Television and radio broadcasting licenses are subject to renewal by the FCC, at which time they may be subject to petitions to deny the license renewal applications. At Dec. 31, 2006, the Company had FCC authorization to operate 23 television stations and one AM radio station. At Dec. 31, 2006, the Company had 16 television license renewal applications pending before the FCC (WDCW-TV, Washington, D.C., WGNO-TV, New Orleans, WXIN-TV, Indianapolis, WXMI-TV, Grand Rapids, WGN-TV, Chicago, KWGN-TV, Denver, KDAF-TV, Dallas, KHCW-TV, Houston, KTLA-TV, Los Angeles, KTXL-TV, Sacramento, KSWB-TV, San Diego, KRCW-TV, Portland, KCPQ-TV, KMYQ-TV, Seattle/Tacoma, and WTIC-TV and WTXX-TV, Hartford/Waterbury). The Company expects the FCC to renew all of the licenses.

The FCC has approved technical standards and channel assignments for digital television (“DTV”) service. DTV permits broadcasters to transmit video images with higher resolution than existing analog signals. Operators of full-power television stations have each been assigned a second channel for DTV while they continue analog broadcasts on the original channel. After the transition is complete, broadcasters will be required to return one of the two channels to the FCC and transmit exclusively in digital format. By law, the transition to DTV was to occur by Dec. 31, 2006, subject to extension if 80% or more of U.S. households did not have a DTV receiver, a benchmark that was not met. In December 2005, the Senate passed a bill that would, among other things, extend the digital transition deadline to Feb. 17, 2009. Conversion to digital transmission is requiring all television broadcasters, including those owned by the Company, to invest in digital equipment and facilities. At Dec. 31, 2006, all of the Company’s television stations were DTV compliant.

18




The FCC has not yet issued final DTV channel assignments for operation after the transition from analog has ended, and has not resolved a number of issues relating to the operation of DTV stations. These issues include the obligations of DTV stations to broadcast children’s programming as well as additional “public interest” obligations that may be imposed on broadcasters’ use of digital spectrum.

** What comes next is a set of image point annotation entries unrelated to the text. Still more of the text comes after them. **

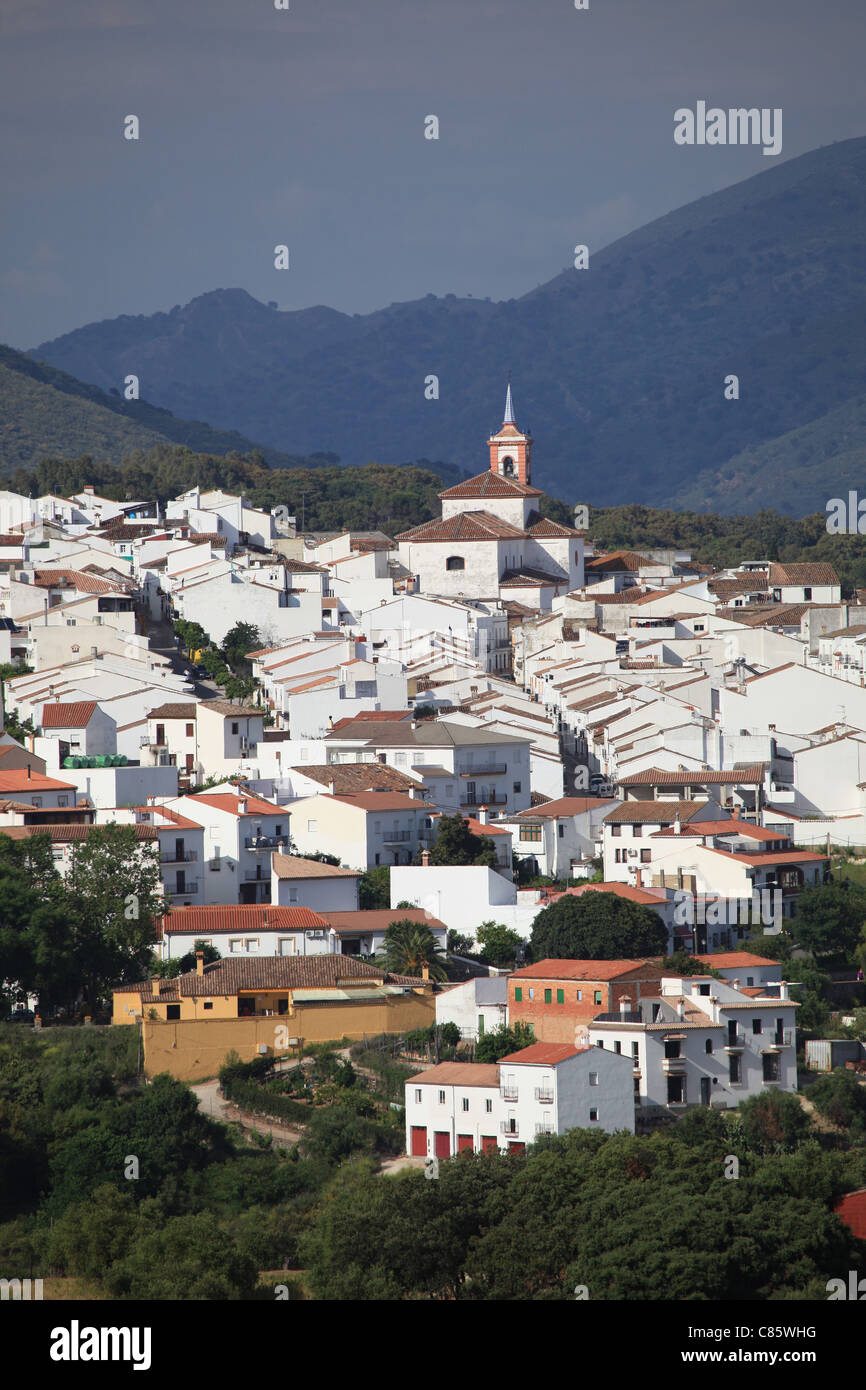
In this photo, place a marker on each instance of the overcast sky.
(306, 127)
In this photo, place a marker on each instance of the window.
(770, 1066)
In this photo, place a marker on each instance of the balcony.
(189, 891)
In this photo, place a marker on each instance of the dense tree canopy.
(597, 926)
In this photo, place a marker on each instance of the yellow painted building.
(262, 1007)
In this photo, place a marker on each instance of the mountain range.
(617, 369)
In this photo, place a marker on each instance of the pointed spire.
(509, 406)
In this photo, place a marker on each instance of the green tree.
(374, 888)
(499, 945)
(773, 1122)
(597, 926)
(114, 897)
(503, 1040)
(456, 844)
(830, 918)
(409, 947)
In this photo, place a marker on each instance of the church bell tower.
(510, 449)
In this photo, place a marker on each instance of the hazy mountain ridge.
(617, 369)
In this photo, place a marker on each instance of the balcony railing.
(188, 891)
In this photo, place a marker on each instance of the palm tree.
(409, 947)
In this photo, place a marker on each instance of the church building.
(491, 541)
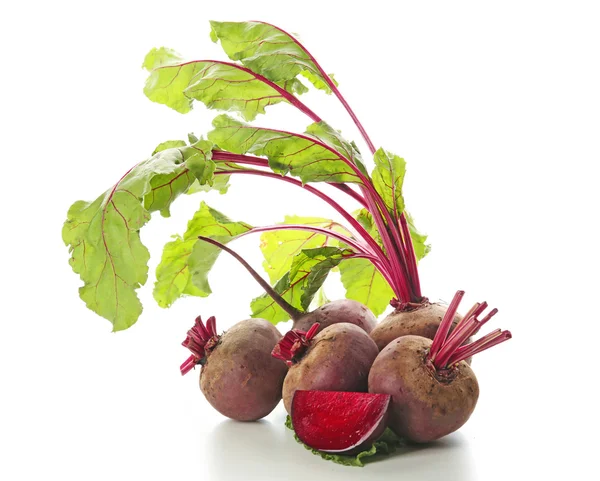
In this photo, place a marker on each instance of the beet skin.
(338, 359)
(424, 406)
(342, 310)
(423, 321)
(240, 379)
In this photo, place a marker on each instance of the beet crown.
(448, 350)
(200, 340)
(294, 344)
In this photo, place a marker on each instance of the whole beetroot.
(336, 359)
(434, 391)
(239, 377)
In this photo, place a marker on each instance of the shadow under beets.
(267, 450)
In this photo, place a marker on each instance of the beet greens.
(376, 249)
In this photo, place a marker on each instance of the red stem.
(332, 86)
(465, 352)
(258, 161)
(444, 328)
(459, 336)
(410, 275)
(375, 249)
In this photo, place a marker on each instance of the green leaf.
(220, 184)
(104, 240)
(333, 138)
(170, 144)
(301, 156)
(186, 261)
(385, 445)
(418, 239)
(280, 246)
(194, 164)
(268, 51)
(318, 263)
(299, 285)
(365, 284)
(218, 85)
(388, 177)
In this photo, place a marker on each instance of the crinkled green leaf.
(170, 144)
(388, 177)
(186, 261)
(318, 263)
(103, 235)
(268, 51)
(365, 284)
(301, 156)
(385, 445)
(298, 286)
(218, 85)
(333, 138)
(195, 164)
(280, 246)
(220, 184)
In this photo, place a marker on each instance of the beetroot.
(339, 422)
(239, 378)
(336, 359)
(434, 391)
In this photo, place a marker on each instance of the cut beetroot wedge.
(339, 422)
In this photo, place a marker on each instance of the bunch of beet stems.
(398, 264)
(448, 350)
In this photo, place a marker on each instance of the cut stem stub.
(448, 350)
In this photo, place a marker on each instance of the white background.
(494, 105)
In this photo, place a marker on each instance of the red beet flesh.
(339, 422)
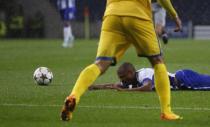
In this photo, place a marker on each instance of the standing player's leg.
(146, 44)
(162, 85)
(68, 37)
(160, 21)
(112, 45)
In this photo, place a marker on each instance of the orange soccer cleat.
(170, 116)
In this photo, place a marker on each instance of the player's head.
(127, 73)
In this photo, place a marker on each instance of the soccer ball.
(43, 76)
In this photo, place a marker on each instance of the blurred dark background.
(41, 19)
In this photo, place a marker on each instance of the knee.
(103, 65)
(156, 60)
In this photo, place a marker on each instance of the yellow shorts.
(119, 32)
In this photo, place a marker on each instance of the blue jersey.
(67, 9)
(182, 79)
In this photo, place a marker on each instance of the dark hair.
(125, 67)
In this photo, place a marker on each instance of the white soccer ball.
(43, 76)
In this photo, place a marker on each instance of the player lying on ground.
(126, 23)
(143, 80)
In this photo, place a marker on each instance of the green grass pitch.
(25, 104)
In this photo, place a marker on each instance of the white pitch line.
(107, 107)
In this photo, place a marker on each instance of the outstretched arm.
(166, 4)
(105, 86)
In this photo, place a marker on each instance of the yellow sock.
(162, 86)
(86, 78)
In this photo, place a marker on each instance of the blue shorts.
(67, 14)
(188, 79)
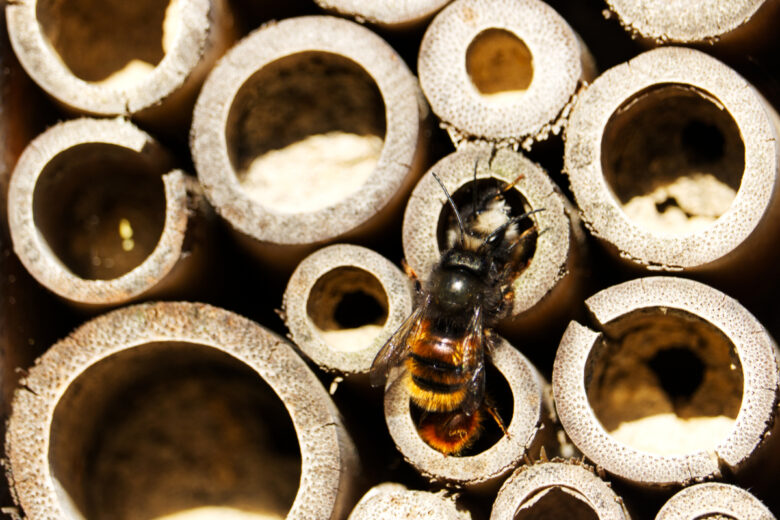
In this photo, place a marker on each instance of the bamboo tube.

From time to time, the FCC revises existing regulations and policies in ways that could affect the Company’s broadcasting operations. In addition, Congress from time to time considers and adopts substantive amendments to the governing communications legislation. The Company cannot predict what regulations or legislation may be proposed or finally enacted or what effect, if any, such regulations or legislation could have on the Company’s broadcasting operations.

Employees

The average number of full-time equivalent employees of the Company in 2006 was 21,000, approximately 1,200 less than the average for 2005, primarily due to the elimination of approximately 450 positions at various times during 2006 and approximately 900 positions near the end of 2005, primarily in the publishing segment.

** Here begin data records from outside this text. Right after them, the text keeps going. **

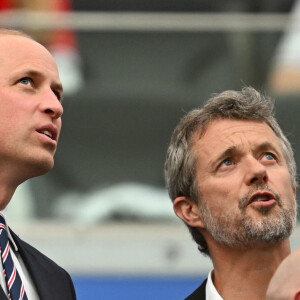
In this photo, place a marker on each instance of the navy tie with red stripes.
(13, 281)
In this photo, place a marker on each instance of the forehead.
(222, 134)
(19, 52)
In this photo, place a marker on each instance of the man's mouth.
(262, 199)
(50, 131)
(46, 132)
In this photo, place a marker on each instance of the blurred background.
(131, 69)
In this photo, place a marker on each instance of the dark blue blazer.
(199, 293)
(50, 280)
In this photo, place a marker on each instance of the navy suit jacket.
(51, 281)
(199, 293)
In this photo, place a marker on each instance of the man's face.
(246, 194)
(30, 108)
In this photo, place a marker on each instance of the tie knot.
(2, 223)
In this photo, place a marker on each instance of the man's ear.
(188, 211)
(297, 296)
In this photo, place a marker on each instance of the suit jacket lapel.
(39, 275)
(2, 294)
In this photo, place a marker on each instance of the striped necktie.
(13, 281)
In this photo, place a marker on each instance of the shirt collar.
(12, 242)
(210, 290)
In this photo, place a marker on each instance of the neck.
(8, 184)
(245, 273)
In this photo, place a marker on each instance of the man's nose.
(51, 105)
(255, 171)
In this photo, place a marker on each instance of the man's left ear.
(297, 296)
(188, 211)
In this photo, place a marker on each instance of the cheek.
(217, 193)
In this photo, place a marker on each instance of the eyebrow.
(55, 86)
(265, 146)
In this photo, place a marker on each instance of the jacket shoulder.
(45, 273)
(199, 293)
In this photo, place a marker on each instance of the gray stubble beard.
(240, 230)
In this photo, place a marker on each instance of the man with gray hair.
(231, 175)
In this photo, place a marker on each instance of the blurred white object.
(127, 200)
(70, 71)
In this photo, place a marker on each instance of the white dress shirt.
(22, 270)
(210, 290)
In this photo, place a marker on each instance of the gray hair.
(180, 165)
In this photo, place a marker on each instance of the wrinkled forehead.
(19, 48)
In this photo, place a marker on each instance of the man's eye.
(269, 156)
(25, 81)
(227, 162)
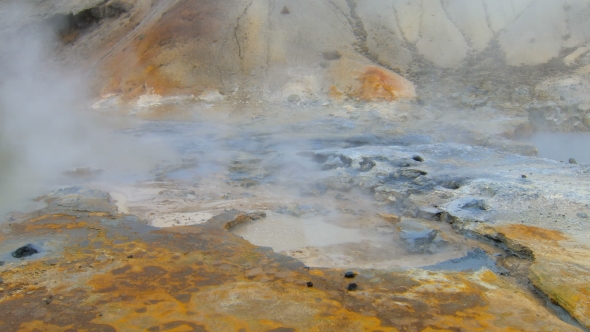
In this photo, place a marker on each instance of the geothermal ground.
(272, 166)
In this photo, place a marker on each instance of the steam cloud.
(45, 128)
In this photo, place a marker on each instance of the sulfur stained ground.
(101, 271)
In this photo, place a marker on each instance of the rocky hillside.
(252, 49)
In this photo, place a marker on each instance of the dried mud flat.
(439, 236)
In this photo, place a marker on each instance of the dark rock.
(475, 204)
(24, 251)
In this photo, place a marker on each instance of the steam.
(45, 126)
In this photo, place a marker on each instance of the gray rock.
(419, 237)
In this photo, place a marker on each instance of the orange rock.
(378, 83)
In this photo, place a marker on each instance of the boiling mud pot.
(274, 172)
(563, 146)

During 2006, the Company’s publishing segment employed an average of approximately 17,800 full-time equivalent employees. About 13% of these employees were represented by unions covered under 19 labor contracts. Contracts with unionized employees of the publishing segment expire at various times through April 2012.

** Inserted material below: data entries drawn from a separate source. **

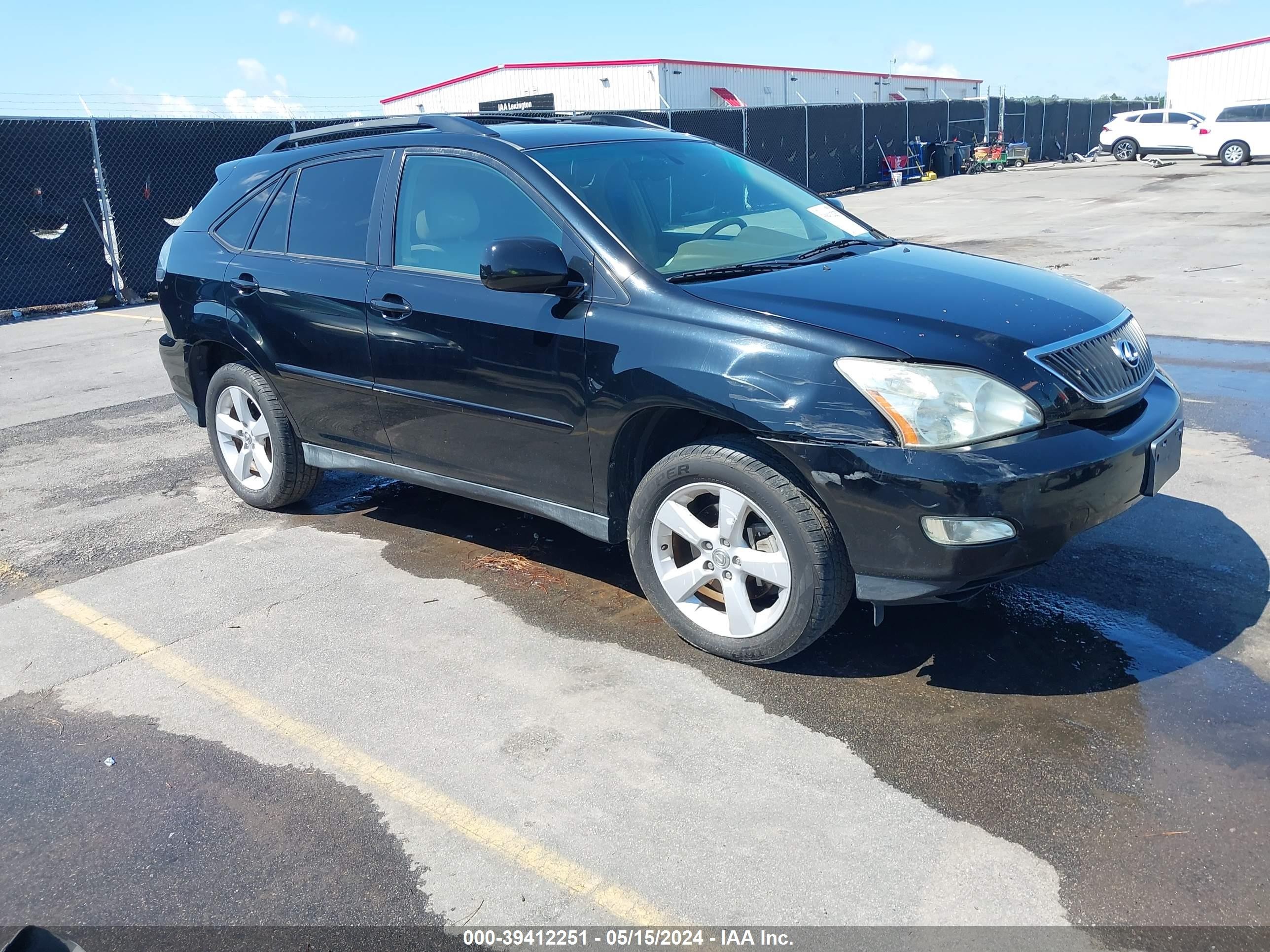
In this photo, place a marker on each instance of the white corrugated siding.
(636, 87)
(756, 85)
(574, 88)
(1209, 82)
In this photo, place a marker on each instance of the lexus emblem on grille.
(1127, 352)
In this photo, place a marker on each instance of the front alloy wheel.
(720, 561)
(1235, 154)
(735, 554)
(243, 437)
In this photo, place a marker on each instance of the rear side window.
(272, 234)
(1240, 113)
(235, 230)
(332, 212)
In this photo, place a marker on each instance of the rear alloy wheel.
(1125, 150)
(1235, 154)
(243, 437)
(256, 447)
(736, 556)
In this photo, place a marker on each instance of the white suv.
(1238, 135)
(1150, 131)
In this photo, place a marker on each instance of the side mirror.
(530, 266)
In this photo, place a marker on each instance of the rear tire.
(253, 441)
(771, 582)
(1125, 150)
(1235, 153)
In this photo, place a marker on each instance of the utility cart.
(1018, 154)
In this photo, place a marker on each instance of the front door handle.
(391, 307)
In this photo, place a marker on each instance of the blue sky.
(328, 58)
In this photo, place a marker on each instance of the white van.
(1238, 135)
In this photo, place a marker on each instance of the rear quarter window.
(235, 230)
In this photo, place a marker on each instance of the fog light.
(966, 532)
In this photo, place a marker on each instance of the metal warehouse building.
(1208, 79)
(665, 84)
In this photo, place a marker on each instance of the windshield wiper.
(729, 271)
(835, 245)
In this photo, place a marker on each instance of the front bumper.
(1051, 484)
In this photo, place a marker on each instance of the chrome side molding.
(587, 523)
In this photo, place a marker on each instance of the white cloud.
(340, 32)
(243, 106)
(253, 71)
(917, 59)
(918, 52)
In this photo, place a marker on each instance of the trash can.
(944, 159)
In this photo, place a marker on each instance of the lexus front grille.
(1105, 365)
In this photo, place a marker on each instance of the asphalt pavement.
(366, 711)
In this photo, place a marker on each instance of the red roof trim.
(439, 85)
(1220, 49)
(686, 63)
(799, 69)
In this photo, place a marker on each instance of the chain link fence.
(85, 205)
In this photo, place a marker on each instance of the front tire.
(1235, 154)
(1125, 150)
(737, 558)
(254, 444)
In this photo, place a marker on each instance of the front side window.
(332, 214)
(684, 206)
(449, 211)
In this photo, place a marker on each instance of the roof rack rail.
(581, 118)
(614, 120)
(369, 127)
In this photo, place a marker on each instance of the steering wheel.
(720, 225)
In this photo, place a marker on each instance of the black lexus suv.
(653, 340)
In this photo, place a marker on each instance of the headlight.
(935, 407)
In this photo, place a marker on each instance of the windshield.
(690, 206)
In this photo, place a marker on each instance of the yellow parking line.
(369, 771)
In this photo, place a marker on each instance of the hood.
(934, 305)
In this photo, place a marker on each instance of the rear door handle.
(391, 307)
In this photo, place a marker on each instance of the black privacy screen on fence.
(153, 183)
(50, 249)
(777, 139)
(154, 170)
(836, 134)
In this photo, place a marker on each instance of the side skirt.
(587, 523)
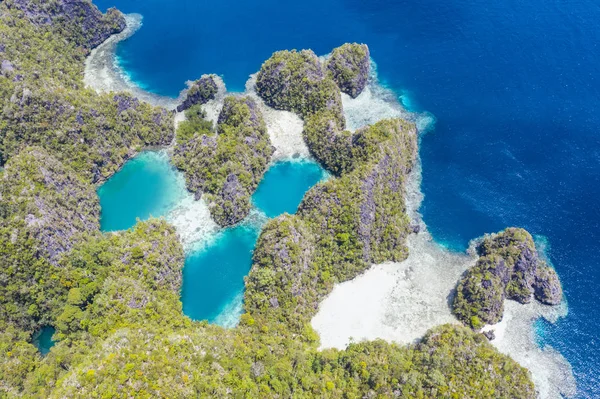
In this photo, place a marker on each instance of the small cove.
(42, 339)
(215, 265)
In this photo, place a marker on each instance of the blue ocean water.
(43, 339)
(513, 86)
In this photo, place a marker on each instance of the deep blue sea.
(513, 86)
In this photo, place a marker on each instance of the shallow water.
(284, 185)
(43, 339)
(215, 266)
(146, 186)
(513, 86)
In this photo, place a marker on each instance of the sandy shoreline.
(393, 301)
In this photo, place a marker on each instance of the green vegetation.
(295, 81)
(44, 209)
(114, 299)
(349, 66)
(227, 166)
(45, 103)
(200, 92)
(508, 267)
(342, 227)
(194, 123)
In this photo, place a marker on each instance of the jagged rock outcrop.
(200, 92)
(509, 267)
(79, 20)
(350, 66)
(361, 216)
(283, 278)
(296, 81)
(228, 166)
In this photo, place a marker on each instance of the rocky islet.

The broadcasting and entertainment segment had an average of approximately 3,100 full-time equivalent employees in 2006. Approximately 19% of these employees were represented by unions covered under 20 labor contracts. Contracts with unionized employees of the broadcasting and entertainment segment expire at various times through December 2009.

Executive Officers of the Company

Information with respect to the executive officers of the Company as of Feb. 26, 2007, is set forth below. Their ages are indicated in parentheses. The descriptions of the business experience of these individuals include the principal positions held by them since February 2002. Unless otherwise indicated, all references to positions are to officers of the Company.

Dennis J. FitzSimons (56)
Chairman (since January 2004), Chief Executive Officer (since January 2003) and President (since July 2001); Chief Operating Officer from July 2001 until December 2002; Executive Vice President from January 2000 until July 2001; President of Tribune Broadcasting Company* from May 1997 until January 2003.

Donald C. Grenesko (58)
Senior Vice President/Finance and Administration.

Crane H. Kenney (44)
Senior Vice President, General Counsel and Secretary.

Timothy J. Landon (44)
President of Tribune Interactive, Inc.* since March 2004; President of Tribune Classified* from June 2000 until March 2004.

Thomas D. Leach (46)
Senior Vice President/Development since February 2005; Vice President/Development from

19




February 2004 until February 2005; Vice President and Chief Financial Officer of Tribune Broadcasting Company* from March 2001 until January 2004.

Luis E. Lewin (58)
Senior Vice President/Human Resources.

R. Mark Mallory (56)
Vice President and Controller.

Ruthellyn Musil (55)
Senior Vice President/Corporate Relations since February 2004; Vice President/Corporate Relations until February 2004.

John E. Reardon (53)
President of Tribune Broadcasting Company* since November 2005; Vice President of Tribune Broadcasting Company* from March 2004 until November 2005; Vice President and General Manager of KTLA-TV, Los Angeles* until March 2004.

Scott C. Smith (56)
President of Tribune Publishing Company* since January 2005 and Publisher of Chicago Tribune Company* since October 2006; Chief Operating Officer of Tribune Publishing Company* from November 2004 until January 2005; President of Chicago Tribune Company* until November 2004.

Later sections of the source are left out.